Richard Bell / Kamilaroi/Jiman/Kooma people / Australia b.1953 / Judgement Day (Bell’s Theorem) 2008 / Synthetic polymer paint on canvas / 240 x 360cm / The James C. Sourris AM Collection. Gift of James C. Sourris AM through the Queensland Art Gallery | Gallery of Modern Art Foundation 2013. Donated through the Australian Government’s Cultural Gifts Program / Collection: Queensland Art Gallery / © The artist

Richard Bell
Judgement Day (Bell’s Theorem) 2008

On Display: QAG, Gallery 13

In Judgement Day (Bell’s Theorem) 2008, the statement ‘Australian art does not exist’, stands out in bold white letters on the surface of the image, drawing attention to the problem of defining ‘Australian Art’. Though text based, ‘Bell’s theorem’ is extrapolated through the sophisticated manipulation of visual languages.

Bell interlocks squares of colour patterned with horizontal and vertical lines, and concentric circles interwoven with a large central target. The patterning recalls the dots and circles commonly associated with ‘authentic’ Aboriginal Art, which became fodder for the tourism souvenir market. Here, Bell has used the motifs to highlight the reliance of Australian artists on the sophisticated techniques and practices of Indigenous artists to create art that reflects characteristics of nationhood.

The drips and streaks of paint spattered across the surface of the picture plane recall Jackson Pollock’s abstract expressionism, pointing to the reliance of Australian Art on the practices and traditions of other nations, most notably the United States. Richard Bell uses these practices, which feature across the series of works collectively titled ‘Bell’s Theorems’, that speak to the issues inherent within Australian and Indigenous Australian art and society.

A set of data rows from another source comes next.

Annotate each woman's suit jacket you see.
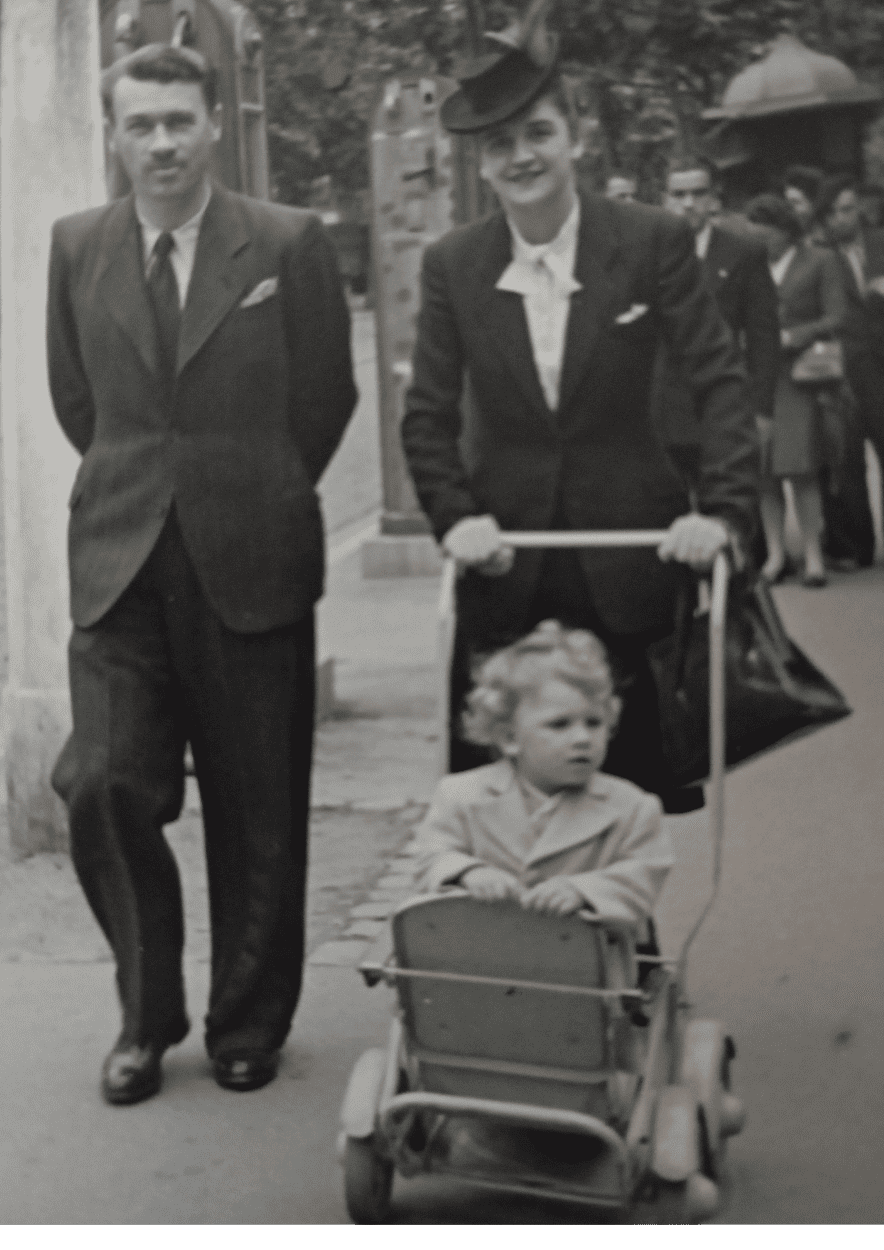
[415,760,673,920]
[771,243,848,478]
[403,196,758,638]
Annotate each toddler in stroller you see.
[416,621,673,928]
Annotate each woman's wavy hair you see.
[463,620,620,750]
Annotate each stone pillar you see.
[0,0,104,856]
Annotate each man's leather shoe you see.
[101,1043,164,1106]
[211,1050,279,1093]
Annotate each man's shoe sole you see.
[101,1071,163,1106]
[213,1058,279,1094]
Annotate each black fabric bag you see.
[648,575,850,785]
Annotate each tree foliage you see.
[245,0,884,203]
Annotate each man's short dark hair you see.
[783,165,824,204]
[666,153,721,190]
[814,174,859,225]
[743,193,804,243]
[101,44,218,121]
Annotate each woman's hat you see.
[439,0,559,135]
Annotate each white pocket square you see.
[240,278,279,309]
[614,304,648,325]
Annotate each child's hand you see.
[460,864,521,903]
[521,876,586,916]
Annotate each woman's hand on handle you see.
[459,864,521,903]
[443,516,515,578]
[656,513,730,573]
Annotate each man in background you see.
[816,174,884,568]
[654,159,780,484]
[605,174,639,204]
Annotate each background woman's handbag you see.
[648,575,850,786]
[791,339,844,385]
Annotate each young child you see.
[418,621,673,921]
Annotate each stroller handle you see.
[500,530,669,549]
[436,530,730,979]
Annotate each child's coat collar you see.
[474,760,628,866]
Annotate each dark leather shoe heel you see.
[211,1050,279,1093]
[101,1045,163,1106]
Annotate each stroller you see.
[339,531,744,1224]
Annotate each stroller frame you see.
[339,530,744,1224]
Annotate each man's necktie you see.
[148,230,181,378]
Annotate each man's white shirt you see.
[694,221,713,260]
[496,200,581,411]
[135,188,211,308]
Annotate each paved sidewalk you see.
[0,497,452,1224]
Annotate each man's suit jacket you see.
[654,226,780,445]
[415,760,673,920]
[49,188,356,633]
[833,230,884,366]
[403,196,756,636]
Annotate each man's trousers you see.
[449,547,704,813]
[64,513,314,1058]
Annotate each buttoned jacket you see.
[48,188,356,633]
[403,196,758,636]
[833,229,884,364]
[655,225,780,445]
[415,760,673,921]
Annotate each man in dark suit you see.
[403,31,756,810]
[654,160,780,492]
[49,45,355,1104]
[816,175,884,565]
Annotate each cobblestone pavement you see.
[0,804,423,966]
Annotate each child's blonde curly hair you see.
[463,620,620,749]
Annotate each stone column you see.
[0,0,104,856]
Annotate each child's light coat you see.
[418,760,673,921]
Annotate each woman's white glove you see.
[441,516,515,578]
[656,513,730,573]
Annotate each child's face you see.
[504,678,611,794]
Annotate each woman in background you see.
[745,195,846,588]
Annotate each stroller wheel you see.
[344,1138,394,1224]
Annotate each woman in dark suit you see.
[745,195,846,586]
[403,29,756,811]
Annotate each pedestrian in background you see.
[783,165,824,243]
[403,24,756,811]
[856,183,884,230]
[654,158,780,489]
[605,174,639,204]
[816,175,884,565]
[745,195,846,588]
[49,45,355,1104]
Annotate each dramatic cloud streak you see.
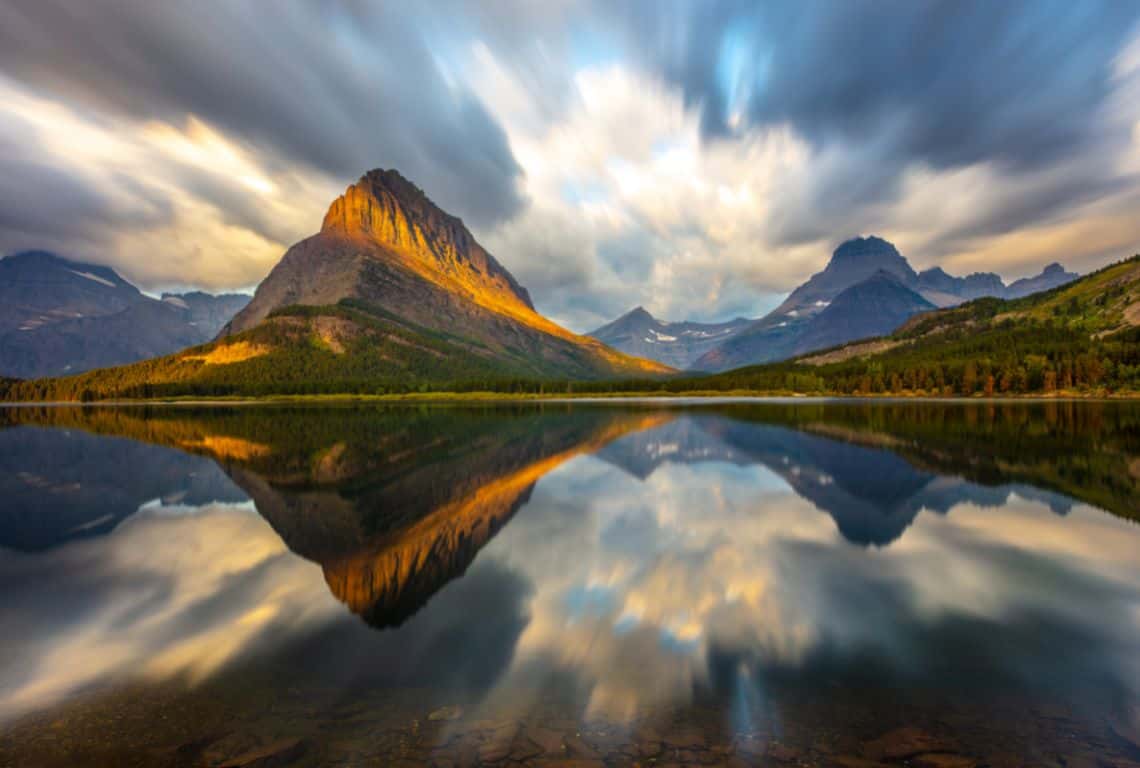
[0,0,1140,329]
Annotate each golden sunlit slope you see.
[223,171,670,377]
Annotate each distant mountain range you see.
[215,171,668,378]
[2,171,673,398]
[589,307,751,369]
[0,251,250,378]
[688,255,1140,397]
[591,236,1078,371]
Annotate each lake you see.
[0,400,1140,768]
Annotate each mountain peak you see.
[320,169,460,235]
[831,235,903,263]
[320,169,535,312]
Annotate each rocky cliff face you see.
[1005,262,1081,299]
[589,307,751,369]
[693,236,1077,371]
[221,171,668,377]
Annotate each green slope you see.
[665,255,1140,395]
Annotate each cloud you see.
[0,0,1140,316]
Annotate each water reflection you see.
[0,403,1140,761]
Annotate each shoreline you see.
[0,390,1140,408]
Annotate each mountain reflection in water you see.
[0,402,1140,765]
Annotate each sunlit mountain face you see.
[0,402,1140,765]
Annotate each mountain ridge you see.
[0,251,250,378]
[693,235,1078,371]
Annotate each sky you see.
[0,0,1140,332]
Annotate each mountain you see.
[693,236,921,371]
[1005,262,1081,299]
[2,171,671,399]
[0,251,250,377]
[691,236,1076,371]
[795,270,935,354]
[772,235,918,318]
[216,171,667,378]
[693,255,1140,397]
[588,307,751,368]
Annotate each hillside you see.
[684,256,1140,395]
[222,171,668,378]
[0,251,250,377]
[692,236,1077,371]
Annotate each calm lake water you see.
[0,401,1140,768]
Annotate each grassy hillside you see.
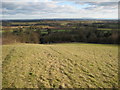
[3,44,118,88]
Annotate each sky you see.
[0,0,119,19]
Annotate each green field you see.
[2,43,118,88]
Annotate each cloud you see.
[2,0,118,19]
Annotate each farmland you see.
[0,19,119,44]
[2,43,118,88]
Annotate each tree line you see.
[3,26,119,44]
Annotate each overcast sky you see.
[0,0,119,19]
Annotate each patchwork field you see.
[2,43,118,88]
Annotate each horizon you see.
[0,0,118,19]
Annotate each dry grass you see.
[3,44,118,88]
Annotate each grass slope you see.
[2,44,118,88]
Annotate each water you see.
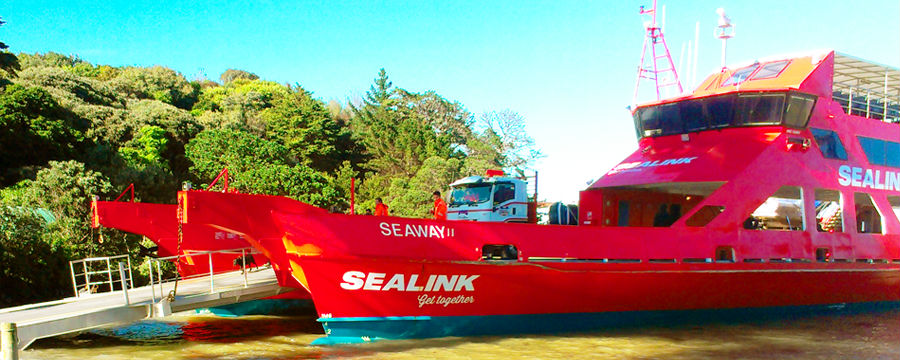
[20,309,900,360]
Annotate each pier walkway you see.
[0,267,294,350]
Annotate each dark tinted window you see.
[680,101,709,132]
[784,94,816,129]
[734,93,784,126]
[809,128,847,160]
[706,95,737,128]
[857,136,900,167]
[722,64,759,86]
[750,60,791,80]
[634,92,816,138]
[857,136,885,165]
[884,141,900,167]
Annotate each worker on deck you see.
[431,191,447,220]
[375,198,388,216]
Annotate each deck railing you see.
[832,83,900,123]
[148,247,262,304]
[69,255,134,297]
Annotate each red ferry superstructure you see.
[178,52,900,343]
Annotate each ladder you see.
[631,0,682,104]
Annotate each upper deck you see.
[634,52,900,138]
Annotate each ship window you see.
[815,189,844,232]
[680,101,709,132]
[706,95,737,128]
[816,248,831,262]
[853,193,882,234]
[734,93,784,126]
[888,195,900,224]
[494,183,516,204]
[716,246,734,262]
[722,64,759,86]
[750,60,791,80]
[685,205,725,227]
[784,93,816,129]
[744,186,803,230]
[857,136,900,167]
[809,128,847,160]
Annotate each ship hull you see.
[295,257,900,344]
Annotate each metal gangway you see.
[0,248,294,354]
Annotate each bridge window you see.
[853,193,882,234]
[750,60,791,80]
[815,189,844,232]
[888,195,900,225]
[734,93,784,125]
[809,128,847,160]
[722,64,759,86]
[634,92,816,137]
[684,205,725,227]
[784,93,816,129]
[744,186,803,230]
[857,136,900,167]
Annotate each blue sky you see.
[0,0,900,201]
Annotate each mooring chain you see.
[167,206,184,303]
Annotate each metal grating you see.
[833,52,900,122]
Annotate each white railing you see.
[834,83,900,122]
[148,247,263,304]
[69,255,134,297]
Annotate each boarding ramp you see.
[0,248,294,351]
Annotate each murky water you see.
[20,309,900,360]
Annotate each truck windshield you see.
[450,184,491,205]
[634,92,816,138]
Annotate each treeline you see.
[0,43,539,307]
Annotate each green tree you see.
[0,204,71,307]
[17,160,117,258]
[0,18,21,77]
[109,65,200,110]
[0,85,87,185]
[260,85,351,172]
[186,129,342,206]
[219,69,259,85]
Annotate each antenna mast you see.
[631,0,683,104]
[713,8,734,70]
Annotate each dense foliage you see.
[0,43,539,307]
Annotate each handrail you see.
[113,183,134,202]
[147,247,261,305]
[206,168,228,192]
[69,255,134,297]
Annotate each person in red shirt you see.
[431,191,447,220]
[375,198,388,216]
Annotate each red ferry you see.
[178,52,900,344]
[91,180,310,300]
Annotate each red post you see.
[350,178,356,215]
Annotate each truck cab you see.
[447,172,534,223]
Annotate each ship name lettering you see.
[838,165,900,191]
[417,294,475,307]
[609,156,697,174]
[378,222,456,239]
[341,271,481,292]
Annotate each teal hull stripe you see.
[316,316,431,322]
[312,302,900,345]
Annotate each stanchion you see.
[119,261,131,305]
[0,323,19,360]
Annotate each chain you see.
[168,205,184,302]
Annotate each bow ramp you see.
[0,255,293,353]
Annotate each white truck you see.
[447,170,537,223]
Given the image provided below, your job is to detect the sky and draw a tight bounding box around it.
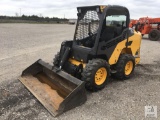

Richard Bell was born in Charleville, Queensland in 1953. His mother was of the Kamilaroi people and his father, a stockman, was Jiman. Richard was raised in the Mitchell area on the western Darling Downs, Queensland. After living and working in Moree and Sydney in the early 1980s, Bell moved to Brisbane in 1987 and began to paint.

Like other contemporary Aboriginal artists such as Lin Onus (1948–96) and Robert Campbell Jnr (1944–93), Bell began his artistic career painting boomerangs for tourists. Through these early beginnings, he developed an ability to render the patterns and motifs of Aboriginal art as elegant design.

However, the body of work he has been producing since the early 1990s has often been bluntly ‘inelegant’, and Bell uses text as the most direct means of conveying his point of view. An activist as much as an artist, he works across different media to produce complex, provocative and often humorous works that challenge preconceived ideas of Aboriginal art.